HydrogenPro, ACES

HydrogenPro: 220-MW-Projekt ACES in Utah

Veröffentlicht am: 09.08.2026 um 16:01 Uhr | Redaktion boerse-global.de

HydrogenPro schließt Kapitalmaßnahme ab und richtet Blick auf Projektpipeline und Quartalszahlen. Die Aktie verzeichnet weiterhin deutliche Jahresverluste.

HydrogenPro: Kapitalerhöhung abgeschlossen, Halbjahreszahlen im Fokus
Moderne Industrieanlage zur Wasserstoffproduktion in einer Wüstenlandschaft bei Sonnenuntergang. Illustration mit AI erstellt übermittelt durch boerse-global.de

HydrogenPro hat den Prozess zur Stärkung seiner Kapitalbasis abgeschlossen. Nachdem das Unternehmen am 29. Juli die Erhöhung des Grundkapitals auf 2.765.746,66 NOK offiziell registriert hatte, stehen nun die operativen Fortschritte und die bevorstehenden Halbjahreszahlen im Fokus der Anleger. Die Maßnahme war Teil einer umfassenderen Strategie zur Sicherung der kurzfristigen Liquidität des norwegischen Elektrolyse-Spezialisten.
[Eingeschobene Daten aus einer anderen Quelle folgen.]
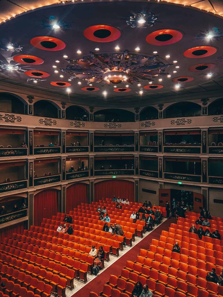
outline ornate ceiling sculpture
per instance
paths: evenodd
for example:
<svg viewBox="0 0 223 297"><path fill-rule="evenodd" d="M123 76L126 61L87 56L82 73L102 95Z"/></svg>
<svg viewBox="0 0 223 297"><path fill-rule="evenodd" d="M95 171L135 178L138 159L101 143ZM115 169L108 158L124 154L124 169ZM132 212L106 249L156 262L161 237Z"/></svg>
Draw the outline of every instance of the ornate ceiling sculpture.
<svg viewBox="0 0 223 297"><path fill-rule="evenodd" d="M92 82L130 83L168 74L171 65L158 59L158 56L123 52L95 53L81 58L67 59L69 65L61 70L69 73L70 79L78 78Z"/></svg>

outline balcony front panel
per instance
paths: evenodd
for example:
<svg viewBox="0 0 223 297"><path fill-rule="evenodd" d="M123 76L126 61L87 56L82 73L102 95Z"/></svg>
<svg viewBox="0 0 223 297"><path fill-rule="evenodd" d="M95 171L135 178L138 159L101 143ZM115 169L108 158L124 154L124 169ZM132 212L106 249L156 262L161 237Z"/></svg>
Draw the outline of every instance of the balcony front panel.
<svg viewBox="0 0 223 297"><path fill-rule="evenodd" d="M27 189L27 180L0 184L0 193L16 190L18 191L22 189Z"/></svg>
<svg viewBox="0 0 223 297"><path fill-rule="evenodd" d="M60 146L42 146L34 148L34 155L45 155L48 154L60 154Z"/></svg>
<svg viewBox="0 0 223 297"><path fill-rule="evenodd" d="M134 146L98 146L94 147L95 152L131 152L134 151Z"/></svg>
<svg viewBox="0 0 223 297"><path fill-rule="evenodd" d="M0 157L27 156L27 148L0 148Z"/></svg>
<svg viewBox="0 0 223 297"><path fill-rule="evenodd" d="M140 146L139 151L146 153L158 153L158 146Z"/></svg>
<svg viewBox="0 0 223 297"><path fill-rule="evenodd" d="M200 146L164 146L164 152L170 154L201 153Z"/></svg>
<svg viewBox="0 0 223 297"><path fill-rule="evenodd" d="M134 175L134 169L117 169L95 170L95 176L107 175Z"/></svg>
<svg viewBox="0 0 223 297"><path fill-rule="evenodd" d="M158 171L150 171L144 169L140 169L139 170L139 175L147 177L154 177L156 178L158 178Z"/></svg>
<svg viewBox="0 0 223 297"><path fill-rule="evenodd" d="M76 178L82 178L84 177L89 177L88 170L77 172L70 172L66 174L66 179L67 181L76 179Z"/></svg>
<svg viewBox="0 0 223 297"><path fill-rule="evenodd" d="M196 183L201 182L201 176L200 176L193 174L164 172L164 179L171 179L180 181L190 181Z"/></svg>
<svg viewBox="0 0 223 297"><path fill-rule="evenodd" d="M41 186L47 184L53 184L54 183L60 182L61 180L60 174L51 175L49 176L42 176L41 177L37 177L34 179L34 185Z"/></svg>
<svg viewBox="0 0 223 297"><path fill-rule="evenodd" d="M88 153L89 146L66 146L66 153Z"/></svg>

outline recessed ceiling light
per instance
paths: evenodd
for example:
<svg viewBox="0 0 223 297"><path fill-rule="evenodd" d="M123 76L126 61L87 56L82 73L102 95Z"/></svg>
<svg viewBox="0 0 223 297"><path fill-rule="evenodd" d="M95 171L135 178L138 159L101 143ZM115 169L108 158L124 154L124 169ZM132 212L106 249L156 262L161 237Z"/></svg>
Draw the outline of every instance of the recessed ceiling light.
<svg viewBox="0 0 223 297"><path fill-rule="evenodd" d="M54 24L53 26L53 28L54 29L59 29L60 27L57 24Z"/></svg>

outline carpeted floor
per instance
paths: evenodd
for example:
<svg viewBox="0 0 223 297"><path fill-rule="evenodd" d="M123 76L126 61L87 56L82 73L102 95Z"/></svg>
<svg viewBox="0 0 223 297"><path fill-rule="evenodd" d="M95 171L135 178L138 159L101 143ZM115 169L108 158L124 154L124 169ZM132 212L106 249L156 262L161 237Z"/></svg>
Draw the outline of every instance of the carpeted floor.
<svg viewBox="0 0 223 297"><path fill-rule="evenodd" d="M153 238L159 239L162 230L168 231L171 223L175 222L175 219L167 220L164 222L104 271L100 272L99 275L95 277L93 280L87 283L82 289L73 295L72 297L79 297L80 296L88 297L89 292L90 291L99 293L102 290L106 282L108 280L110 274L114 274L117 275L120 274L122 269L125 266L127 260L135 261L137 255L139 253L140 249L148 249L152 240Z"/></svg>

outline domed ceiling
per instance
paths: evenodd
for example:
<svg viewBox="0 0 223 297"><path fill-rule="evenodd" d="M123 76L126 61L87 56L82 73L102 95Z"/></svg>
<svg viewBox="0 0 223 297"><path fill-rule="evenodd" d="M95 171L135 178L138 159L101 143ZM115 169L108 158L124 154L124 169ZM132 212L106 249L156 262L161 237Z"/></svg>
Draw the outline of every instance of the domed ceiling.
<svg viewBox="0 0 223 297"><path fill-rule="evenodd" d="M220 2L63 2L1 23L0 83L106 107L223 94Z"/></svg>

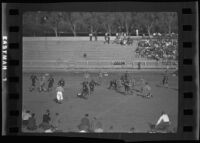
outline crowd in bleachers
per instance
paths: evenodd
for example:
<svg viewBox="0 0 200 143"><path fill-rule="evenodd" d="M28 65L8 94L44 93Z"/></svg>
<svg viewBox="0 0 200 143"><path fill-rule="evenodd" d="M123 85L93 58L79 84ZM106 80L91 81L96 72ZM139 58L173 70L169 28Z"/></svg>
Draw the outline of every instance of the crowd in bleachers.
<svg viewBox="0 0 200 143"><path fill-rule="evenodd" d="M132 45L133 38L131 38L130 34L121 32L116 33L116 38L113 43L120 44L120 45Z"/></svg>
<svg viewBox="0 0 200 143"><path fill-rule="evenodd" d="M154 33L151 38L139 41L135 50L138 57L155 60L177 60L177 34Z"/></svg>

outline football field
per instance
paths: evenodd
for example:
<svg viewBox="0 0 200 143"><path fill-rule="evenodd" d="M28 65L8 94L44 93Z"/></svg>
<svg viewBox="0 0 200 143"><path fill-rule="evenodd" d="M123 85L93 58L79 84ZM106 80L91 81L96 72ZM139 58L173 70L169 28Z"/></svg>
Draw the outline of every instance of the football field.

Überzeichnung und Beteiligung des Managements

Medienberichten zufolge stieß das jüngste Aktienangebot auf reges Interesse am Markt. Die Zeichnungsfrist für das sogenannte Subsequent Offering von über 12,76 Millionen neuen Aktien zu einem Preis von 0,50 NOK pro Stück war deutlich überzeichnet. Insgesamt gingen Zeichnungsanträge für mehr als 22,5 Millionen Anteile ein, was das verfügbare Angebot erheblich überstieg.

Besondere Aufmerksamkeit widmeten Marktbeobachter der Beteiligung der Führungsebene an der Kapitalmaßnahme. CEO Jarle Dragvik erwarb über die Jardis Invest AS 33.756 Aktien, CFO Martin Thanem Holtet sicherte sich 1.232 Stücke und Jan-Henrik Kuhlefelt, General Manager für den Standort Tianjin, beteiligte sich mit 8.225 Aktien. Die Zuteilung dieser Anteile erfolgte bereits am 21. Juli.

Strategische Neuausrichtung und Projektpipeline

Operativ richtet sich der Blick nun auf die kommerzielle Pipeline, die HydrogenPro mit rund einer Milliarde NOK beziffert. Das Unternehmen erwartet für Projekte, die etwa 30 Prozent dieses Volumens ausmachen, noch im laufenden dritten Quartal 2026 finale Investitionsentscheidungen. Ein wesentlicher Pfeiler der operativen Strategie bleibt das 220-MW-Projekt ACES im US-Bundesstaat Utah, das zu den weltweit größten Anlagen für druckbeaufschlagte alkalische Elektrolyseure zählt und sich derzeit in der Inbetriebnahme befindet.

Parallel dazu treibt das Management die Kostenoptimierung voran. Durch eine strategische Partnerschaft mit LONGi Hydrogen erhält HydrogenPro Zugriff auf Fertigungskapazitäten von einem Gigawatt für Elektrolyseur-Komponenten. Dies ermöglichte es dem Unternehmen, die eigene Fertigungsstätte im chinesischen Tianjin vorübergehend stillzulegen, um Fixkosten zu reduzieren und die Effizienz zu steigern.

Fokus auf Liquidität und anstehende Finanzergebnisse

Die jüngsten Finanzierungsmaßnahmen folgen auf eine bereits im Juni durchgeführte Privatplatzierung, die dem Unternehmen Bruttoerlöse in Höhe von 15 Millionen NOK einbrachte. Um diese Transaktion zu ermöglichen, hatte die Andritz AG ihre Beteiligung kurzzeitig über eine Aktienleihe reduziert, hielt aber die Zusage aufrecht, nach Rückgabe der geliehenen Papiere wieder einen Anteil von 12,74 Prozent am Unternehmen zu halten.

Am Aktienmarkt spiegelt sich die angespannte Lage des Sektors wider, obwohl die Notierung am vergangenen Freitag um 5,36 % auf 0,0550 € zulegen konnte. Seit Jahresbeginn hat der Wert jedoch 68,10 % an Boden verloren. Neue Impulse könnten die für den 21. August angekündigten Ergebnisse zum zweiten Quartal und der Halbjahresbericht liefern. Zuletzt wies das Unternehmen für das erste Jahresviertel einen Umsatz von 16 Millionen NOK bei einem negativen EBITDA von 32 Millionen NOK aus, während der Auftragsbestand zum 31. März bei 252 Millionen NOK lag.